I generated IC3 analysis result using instructions in the website. Then I used the following code in order to get the components:

        File ipcResults = new File(mApp.getIpcProtoBuf());
        if (ipcResults.exists()) {
            InputStream stream = null;
            try {
                stream = new FileInputStream(mApp.getIpcProtoBuf());
                final Ic3Data.Application application = Ic3Data.Application.parseFrom(stream);
                mIpcComponents.addAll(application.getComponentsList());
            } catch (IOException e) {
                e.printStackTrace();
            }

        }

Then for each component, I iterate over the components to get the exit-points of each, in order to perform an inter-component analysis. For this example, the exit-point list is empty.

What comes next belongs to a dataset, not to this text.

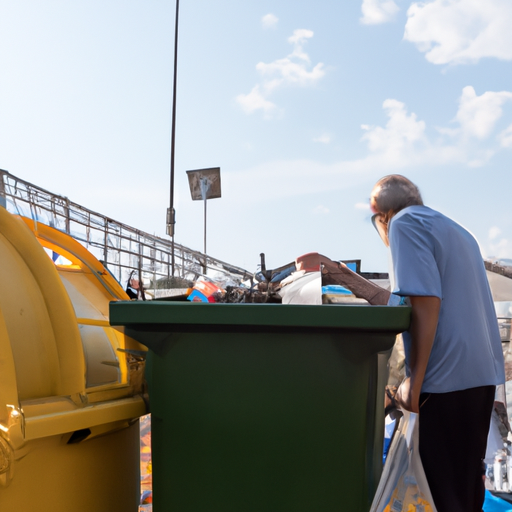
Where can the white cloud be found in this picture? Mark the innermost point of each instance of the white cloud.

I appreciate your help on fixing this issue.

[ReyhanJB]

@aegiryy @hvijay @docteau @rms5643 @npapernot

[ReyhanJB]

This is the output of the IC3 on my app:
out.txt

This is the protobuf file generate by IC3 for my app:
edu.uci.seal.testapp_1.txt

None of my classes are identified as phantom class and all the calls are reachable (I checked since these two are the main reasons of preventing IC3 to identify calls)

[ReyhanJB]

As another example, IC3 fails to find the following ICC communication:

private void contactSpinner(){
    	Spinner spinner = (Spinner) findViewById(R.id.spinner_contact);
    	spinner.setOnItemSelectedListener(new AdapterView.OnItemSelectedListener(){
			@Override
			public void onItemSelected(AdapterView<?> parent, View view, int position, long id) {
				if(!parent.getItemAtPosition(position).toString().equals("Contact")){
					Intent intent = new Intent(getApplicationContext(), DisplayContactActivity.class); 
			    	intent.putExtra(EXTRA_MESSAGE, parent.getItemAtPosition(position).toString()); 
			    	intent.addFlags(Intent.FLAG_ACTIVITY_NEW_TASK);
			    	startActivity(intent);
				}
			}
			@Override
			public void onNothingSelected(AdapterView<?> arg0) {		}
    	});
    }

The method "contactSpinner" is called inside the "onCreate" method of an activity. Therefore, "DisplayContactActivity" should be listed as an exit-point for the activity that implements this method.

[docteau]

In your first example, it looks like you have a dynamically-registered broadcast receiver that is itself sending an intent. Have you actually registered it somewhere? Even if you have, I'm not sure that the initial call graph construction looks at the types of the receiver in registerReceiver instructions (so it might not have realized that the onReceive method is ever called). It is possible that you would need another iteration of the analysis to do this, after properly patching things. I don't remember the details of IccTA, but since it does connect components for you it might do what you need or part of it.

Regards,
Damien

[ReyhanJB]

Thank you very much, @docteau.

Looking more closely to the call graph generated by soot, I can see that there is no corresponding node in the call graph corresponding to onCreate method of broadcast receiver in the first example, and onItemSelected method in the second example. So, if an entry point is missed in soot analysis, IC3 does not consider it for further analysis?

[docteau]

No, IC3 only considers whatever is part of the Soot call graph.